Do majoritarian democracies overexploit the general tax base, akin to the tragedy of the commons? Or, apart from any consideration of efficiency norms, are there “natural” forces in majoritarian politics that keep tax rates below revenue-maximizing limits? This paper formulates the fiscal process through the metaphor of the commons and analyzes the equilibrium that emerges in settings where differing majority coalitions may operate simultaneously to place charges on the general taxable capacity of the economy. The presence of a “membership externality,” emergent from the necessary intersections of members among separate majority coalitions, acts to limit fiscal exploitation, even in the pure transfer settings.
Standard analyses of fiscal politics have traditionally embodied the implicit presumption that taxing-spending results emerge from a decision structure that may be modeled as a monolithic collective, at least on some “as if” basis. Such a presumption becomes vulnerable when it is recognized that fiscal outcomes may be generated by the actions of separate but interdependent authorized decision makers. If the productive capacity of the economy is subject to simultaneous exploitation by multiple decision makers, the metaphor of “the commons,” with the accompanying “tragedy” measured by loss of potential value, is immediately suggested.1
Some economists have made reference to the commons analogy, first, in general terms Lee and McKenzie, 1987 and Wagner, 1992; second, in specific application to federal structures (Flowers, 1988, Wrede, 1999 and Berkowitz and Li, 2000) and, somewhat more formally, in analyses of the competition among separate interest or pressure groups for political authority (see especially Velasco, 1997). To our knowledge, however, there has been no specific linkage between the “tragedy of the fiscal commons” and the majoritarian political institutions, as such.
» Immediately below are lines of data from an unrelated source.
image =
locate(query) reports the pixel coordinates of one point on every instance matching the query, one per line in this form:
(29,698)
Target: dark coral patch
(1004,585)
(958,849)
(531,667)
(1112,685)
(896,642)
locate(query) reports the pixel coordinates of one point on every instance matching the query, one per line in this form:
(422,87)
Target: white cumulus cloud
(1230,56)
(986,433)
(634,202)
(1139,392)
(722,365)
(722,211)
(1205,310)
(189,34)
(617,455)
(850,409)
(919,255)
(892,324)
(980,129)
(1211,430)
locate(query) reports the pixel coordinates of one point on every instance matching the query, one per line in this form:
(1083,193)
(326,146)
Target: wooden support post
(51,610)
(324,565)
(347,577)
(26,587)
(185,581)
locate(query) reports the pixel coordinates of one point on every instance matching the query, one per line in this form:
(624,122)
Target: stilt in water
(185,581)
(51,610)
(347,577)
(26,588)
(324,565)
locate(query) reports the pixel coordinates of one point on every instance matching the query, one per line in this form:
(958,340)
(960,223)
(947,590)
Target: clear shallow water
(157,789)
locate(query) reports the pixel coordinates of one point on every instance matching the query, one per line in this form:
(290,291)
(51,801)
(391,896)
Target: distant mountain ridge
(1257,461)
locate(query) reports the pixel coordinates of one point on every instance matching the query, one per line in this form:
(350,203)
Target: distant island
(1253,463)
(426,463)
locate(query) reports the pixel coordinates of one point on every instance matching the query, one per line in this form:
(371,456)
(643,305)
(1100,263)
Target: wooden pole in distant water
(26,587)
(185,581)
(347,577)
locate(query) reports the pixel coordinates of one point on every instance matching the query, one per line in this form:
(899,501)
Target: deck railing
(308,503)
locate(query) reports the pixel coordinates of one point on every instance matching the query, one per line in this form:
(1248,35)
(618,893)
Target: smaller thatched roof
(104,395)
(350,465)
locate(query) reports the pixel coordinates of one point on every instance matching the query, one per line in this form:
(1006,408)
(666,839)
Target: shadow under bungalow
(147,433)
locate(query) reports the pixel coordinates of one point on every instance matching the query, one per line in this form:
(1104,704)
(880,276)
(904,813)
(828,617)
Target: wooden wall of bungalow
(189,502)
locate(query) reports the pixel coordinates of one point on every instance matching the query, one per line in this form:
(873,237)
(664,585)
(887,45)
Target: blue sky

In an earlier paper (Buchanan and Yoon, 2001), we analyzed the operation of a stylized common-usage resource or facility under collectivized management, and specifically under majoritarian decision structures—analysis that included the effects of possible “membership externality”. In that paper, however, we did not recognize that the commons metaphor could be usefully applied to the operation of majoritarian decision structures more generally, in the setting where the fiscal capacity of the whole economy becomes the exploitable resource.
Do majoritarian democracies overexploit the general tax base in such a fashion that everyone in the polity could be made better off by some reduction in rates of tax? Or, quite apart from any consideration of efficiency norms, are there “natural” forces in majoritarian politics that keep tax rates below revenue-maximizing limits?
Our specific end objective is to describe the properties of the equilibrium solutions that emerge in settings where differing majority coalitions, within the same political unit, may operate simultaneously to place charges on the fisc, charges that must be residually financed from the general taxable capacity of the whole polity.
A central finding of the analysis is that even if multiple majority coalitions are separately organized, with each authorized to levy charges against the general tax base, the presence of “membership externality,” emergent from the necessary intersections of members among separate majority coalitions, acts to limit fiscal exploitation, even in pure transfer settings.